Recently, I’ve been trying to work my way through a sizable stack of magazines that have accumulated in my apartment. So while walking on the treadmill in the gym, I’ve been catching up on the fashion and beauty articles in Glamour, Elle, and Marie Claire. Mostly I like to look at the columns devoted to new beauty products and the pictorials telling me what heel height is “in” for the next season. One of my favorites is the splurge vs. steal section where one magazine throws up pics of trendy outfits including jewelry and shoes and tells you what was a splurge and what was a steal. I like to see if I have anything resembling these trends at home. I am a product of my generation. I really can’t explain the appeal to anyone that didn’t spend his or her teens hanging at the mall.

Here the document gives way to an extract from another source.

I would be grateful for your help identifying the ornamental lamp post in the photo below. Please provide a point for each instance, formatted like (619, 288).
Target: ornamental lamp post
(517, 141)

I’ve noticed lately that these magazines also attempt to highlight issues in women’s health beyond the regular articles featuring questions you are too embarrassed to ask your doctor. I was about 20 minutes into my walk when I turned the page and skimmed over a headline that caught my attention in the May 2010 issue of Marie Claire. Anne Wojcicki, one of the co-founders of 23andMe, a genetic testing firm was interviewed about her life as an entrepreneur in the biotech industry. I read through the article and my first thought was disappointment. I was so disappointed. I felt that the author should have focused on the controversy surrounding the impending sales of these test kits at retailers such as Walgreen’s. Instead, the focus was on Wojcicki—her hair color and clothing preferences, the way she and her husband live in a humble home considering their measurable wealth, and her background and ultimate success as a businesswoman. While I applaud the journal for highlighting her as an individual, they glossed over the controversy surrounding the release of this technology and presented a completely one-sided account. I suppose that given the magazine I found it in, I shouldn’t have expected riveting journalism.

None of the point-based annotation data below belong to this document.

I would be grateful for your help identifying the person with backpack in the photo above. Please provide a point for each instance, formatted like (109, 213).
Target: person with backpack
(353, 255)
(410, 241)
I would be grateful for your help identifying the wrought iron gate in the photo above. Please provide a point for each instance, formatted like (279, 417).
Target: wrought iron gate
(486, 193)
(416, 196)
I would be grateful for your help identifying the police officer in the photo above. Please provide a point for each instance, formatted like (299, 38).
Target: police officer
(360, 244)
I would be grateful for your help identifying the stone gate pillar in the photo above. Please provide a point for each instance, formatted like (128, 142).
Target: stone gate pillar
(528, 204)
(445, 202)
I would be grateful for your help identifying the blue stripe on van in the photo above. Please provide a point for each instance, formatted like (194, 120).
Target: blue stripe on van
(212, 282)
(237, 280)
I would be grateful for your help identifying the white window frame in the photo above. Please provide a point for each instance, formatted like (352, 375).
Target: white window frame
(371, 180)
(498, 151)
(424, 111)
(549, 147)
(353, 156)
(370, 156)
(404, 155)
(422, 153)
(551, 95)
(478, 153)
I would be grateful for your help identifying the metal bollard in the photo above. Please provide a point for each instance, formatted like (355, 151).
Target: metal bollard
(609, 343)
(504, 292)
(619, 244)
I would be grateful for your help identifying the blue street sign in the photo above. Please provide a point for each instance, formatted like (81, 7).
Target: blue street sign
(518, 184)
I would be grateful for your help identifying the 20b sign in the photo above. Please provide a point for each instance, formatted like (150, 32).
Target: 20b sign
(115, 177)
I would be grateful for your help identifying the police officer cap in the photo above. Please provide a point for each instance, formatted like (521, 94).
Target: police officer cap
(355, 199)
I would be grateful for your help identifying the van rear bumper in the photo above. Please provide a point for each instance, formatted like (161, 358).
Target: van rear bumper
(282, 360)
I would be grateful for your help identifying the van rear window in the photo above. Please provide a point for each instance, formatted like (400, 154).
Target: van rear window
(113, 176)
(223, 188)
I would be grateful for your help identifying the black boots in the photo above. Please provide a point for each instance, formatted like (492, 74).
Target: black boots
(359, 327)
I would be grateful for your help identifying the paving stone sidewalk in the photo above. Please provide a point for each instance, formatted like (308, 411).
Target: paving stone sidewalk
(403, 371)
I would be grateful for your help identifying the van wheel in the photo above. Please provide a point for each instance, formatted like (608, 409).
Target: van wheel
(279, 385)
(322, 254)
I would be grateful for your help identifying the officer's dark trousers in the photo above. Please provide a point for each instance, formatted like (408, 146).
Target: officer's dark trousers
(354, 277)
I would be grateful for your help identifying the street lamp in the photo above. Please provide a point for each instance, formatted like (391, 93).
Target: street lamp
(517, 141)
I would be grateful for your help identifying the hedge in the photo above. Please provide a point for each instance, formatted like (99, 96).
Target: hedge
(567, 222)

I think that if I had not read an article earlier the same week announcing the sale of the kits, produced by a few companies including 23andMe, then I wouldn’t have been nearly so disappointed with the Marie Claire piece. I had no idea that such tests were in development let alone ready to be stocked in pharmacies. I think the principle is a good one—using a swab, you collect some saliva and send it off to the company for analysis and find out if you are at risk for heart disease, diabetes, some cancers, etc. Each company is a bit different, but using your DNA, they determine if you have genes for a host of diseases including ones that are not preventable, such as Alzheimer’s. You get a report from the company giving you the statistics and your risks for developing these conditions in the future based on your unique gene profile.

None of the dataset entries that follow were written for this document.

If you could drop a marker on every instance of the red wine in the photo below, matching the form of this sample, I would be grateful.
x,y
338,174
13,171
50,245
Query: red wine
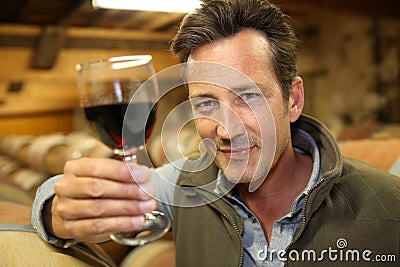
x,y
108,122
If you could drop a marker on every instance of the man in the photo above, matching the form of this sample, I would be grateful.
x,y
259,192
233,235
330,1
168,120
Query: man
x,y
302,204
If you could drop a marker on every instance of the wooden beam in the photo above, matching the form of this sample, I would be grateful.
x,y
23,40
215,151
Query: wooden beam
x,y
21,36
375,9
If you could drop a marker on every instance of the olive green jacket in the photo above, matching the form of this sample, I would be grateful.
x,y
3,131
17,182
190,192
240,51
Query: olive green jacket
x,y
350,217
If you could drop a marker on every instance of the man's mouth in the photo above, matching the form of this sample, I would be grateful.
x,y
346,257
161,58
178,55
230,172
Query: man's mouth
x,y
237,153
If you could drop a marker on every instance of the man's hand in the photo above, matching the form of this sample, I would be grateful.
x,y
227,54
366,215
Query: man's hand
x,y
97,197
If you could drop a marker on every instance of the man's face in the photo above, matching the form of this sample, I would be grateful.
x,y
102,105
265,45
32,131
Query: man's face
x,y
245,118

While I am a proponent of what is being called “personalized medicine,” I understand why these at-home gene test kits are currently a subject of debate with the FDA. First, I would like to note that you can easily undergo genetic testing by a licensed doctor and speak with a genetic counselor. I know this because I’ve had friends who are pregnant and it seems like all of them have gone in for tests because of a history of miscarriage or other reproductive issues. So tests like these are not novel. They have been around in the healthcare community for quite awhile. In Marie Claire, Wojcicki is quoted as saying, “the paternalism of the medical industry is insane. But scientific advances are changing all that." You have got to be kidding me! I personally think that her company and others like 23andMe are offering a service without proper support for their customers. The information that they are giving to people is potentially life altering and could also cause great emotional distress. If I found out that I had a gene that increased my risk for Alzheimer’s, for example, I would have to take that into account when I considered getting married and having a family. Furthermore, a small study by the Coriell Institute for Medical Research in New Jersey, gave 44 participants a genetic screen much like the ones the FDA is currently scrutinizing. Interviews with the study participants found that one-third had shared their results with a doctor. Of these, half received behavior or lifestyle recommendations from their doctors based on the test results, but a quarter of these patients said that their physicians “didn't know what to make of the information.” I think that the customers of these at-home kits may not completely understand the results because even clinicians aren’t 100% clear on the role that behavioral factors like diet have on many of the conditions these tests examine. Also, similar studies have shown that the participants didn’t make any significant changes in their lifestyles based on genetic test results that they hadn’t already begun to make.
The bottom line for me is that it is irresponsible to give a person this information without proper education and a medical support system that could help the individual make lifestyle changes. Wojcicki’s assertion that the medical community is attempting to somehow control patients by not supporting these gene-testing kits is absurd. I think that if these kits were offered and used under the direction of knowledgeable healthcare professionals equipped to help counsel the patient, the controversy would be hampered or not exist at all. For me the controversy is in giving this information to someone who won’t know what it means or what to do with it in order to try to prevent developing disease.